Dalam konteks ini, tuduhan tentang Tionghoa sebagai ancaman memperoleh semacam pembenaran dengan naiknya Basuki Tjahja Purnama (Ahok) ke tampuk pimpinan Jakarta. Dalam frame yang dikembangkan kelompok-kelompok berpikiran sempit ini, sebenarnya sejak awal Jokowi datang ke Jakarta sekadar untuk mempermudah jalan Ahok ke posisi gubernur DKI. Lebih spektakuler lagi, skenarionya bebunyi:  lima tahun mendatang, Jokowi tidak akan maju lagi  sebagai presiden untuk digantikan Ahok!

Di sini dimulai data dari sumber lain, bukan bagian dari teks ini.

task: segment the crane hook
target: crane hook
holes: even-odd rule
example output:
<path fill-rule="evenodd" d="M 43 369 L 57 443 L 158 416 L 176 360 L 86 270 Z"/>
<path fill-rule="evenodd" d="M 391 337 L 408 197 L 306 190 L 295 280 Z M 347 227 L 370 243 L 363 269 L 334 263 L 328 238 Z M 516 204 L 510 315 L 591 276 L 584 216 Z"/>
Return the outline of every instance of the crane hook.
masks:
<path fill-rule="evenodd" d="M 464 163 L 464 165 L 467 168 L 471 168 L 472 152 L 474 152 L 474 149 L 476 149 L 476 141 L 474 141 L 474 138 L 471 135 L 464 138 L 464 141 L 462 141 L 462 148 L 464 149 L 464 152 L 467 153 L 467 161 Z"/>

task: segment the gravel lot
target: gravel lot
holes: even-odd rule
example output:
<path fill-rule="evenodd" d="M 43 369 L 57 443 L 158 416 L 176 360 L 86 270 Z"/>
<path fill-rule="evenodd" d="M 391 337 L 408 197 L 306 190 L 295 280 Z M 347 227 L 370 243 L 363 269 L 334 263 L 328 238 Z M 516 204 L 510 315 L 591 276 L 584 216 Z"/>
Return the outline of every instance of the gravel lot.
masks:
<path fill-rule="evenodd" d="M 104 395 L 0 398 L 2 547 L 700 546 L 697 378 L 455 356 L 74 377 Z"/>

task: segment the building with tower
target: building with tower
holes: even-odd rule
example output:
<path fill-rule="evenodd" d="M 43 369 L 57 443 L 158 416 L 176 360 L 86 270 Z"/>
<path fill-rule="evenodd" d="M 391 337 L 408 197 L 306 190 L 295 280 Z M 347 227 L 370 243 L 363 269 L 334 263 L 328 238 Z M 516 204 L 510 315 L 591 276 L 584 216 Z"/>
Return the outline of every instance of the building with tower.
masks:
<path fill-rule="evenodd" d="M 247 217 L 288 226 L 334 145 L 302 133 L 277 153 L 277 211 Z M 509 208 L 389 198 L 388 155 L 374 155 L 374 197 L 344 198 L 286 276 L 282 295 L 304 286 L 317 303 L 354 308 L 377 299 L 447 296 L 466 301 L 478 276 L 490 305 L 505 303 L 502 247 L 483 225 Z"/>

Ketiga, KAMMI sedang berusaha memobilisasi dan menarik hati sebagian kalangan di Indonesia yang memang masih memiliki kecurigaan dan dan antipati terhadap kaum Tionghoa.  Ini dilakukan untuk kepentingan politik baik jangka pendek maupun jangka panjang. Dengan melakukan ‘branding’ semacam ini (“KAMMI adalah satu-satunya kekuatan politik yang melindungi kaum pribumi”), KAMMI akan mudah menarik suara yang dibutuhkan dalam berbagai pilkada, pemilihan calon legislatif ataupun pemilihan presiden nanti. Tentu saja KAMMI sendiri bukan partai politik, namun KAMMI diketahui memiliki hubungan dekat dengan partai politik tertentu.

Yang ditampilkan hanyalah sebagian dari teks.